Naturalised

Comme si par le choix d’une préséance du contournement sur l’approche frontale – de l’attaque transverse sur l’assaut brutal – le message avait plus de chances de toucher sa cible, Arnaud Meyer préfère à la dénonciation bruyante et outragée le feutré du constat et de la métaphore. La démarche est simple, sans fioritures et dépourvue de toute volonté de monumentalisation de l’œuvre plastique, dont on pressent rapidement que l’esthétique soignée est avant tout mise au service d’un devoir de mémoire : mémoire d’espèces éteintes ou menacées, mémoire de ces agissements humains aussi, qui décennies après décennies entraînent l’inéluctable appauvrissement de nos écosystèmes. La confrontation d’avec ces animaux-totems, témoins d’un autre temps, d’un autre rapport à la terre et aux êtres, provoque l’inconfort : la fixité de ces regards sauvages, l’immobilisme paisible et compréhensif de ces corps à l’arrêt se fait peu à peu accusation criante.

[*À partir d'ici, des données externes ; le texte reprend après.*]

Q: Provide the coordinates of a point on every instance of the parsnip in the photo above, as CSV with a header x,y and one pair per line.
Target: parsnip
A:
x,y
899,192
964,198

Leur simple présence, dans ce qu’elle a de plus univoque et placide, entraîne chez le regardeur un embarras tel que l’on en viendrait presque à souhaiter qu’ils se mettent tout à coup à s’animer, qu’ils se décident à briser enfin ce silence gênant et autarcique qui peu à peu nous enveloppe de son voile opaque et incriminateur. Le travail photographique sous-jacent n’est sans doute pas étranger au déploiement de ce sentiment de malaise : travaillées dans le noir le plus total, à l’aide d’une simple lampe torche, ces photographies d’animaux empaillés ont obligé leur auteur à s’immerger totalement dans l’univers de ses sujets, aussi bien temporellement que spatialement. Une confrontation physique donc, un combat d’égal à égal avec l’animal qui donne une force spectaculaire aux images de la série.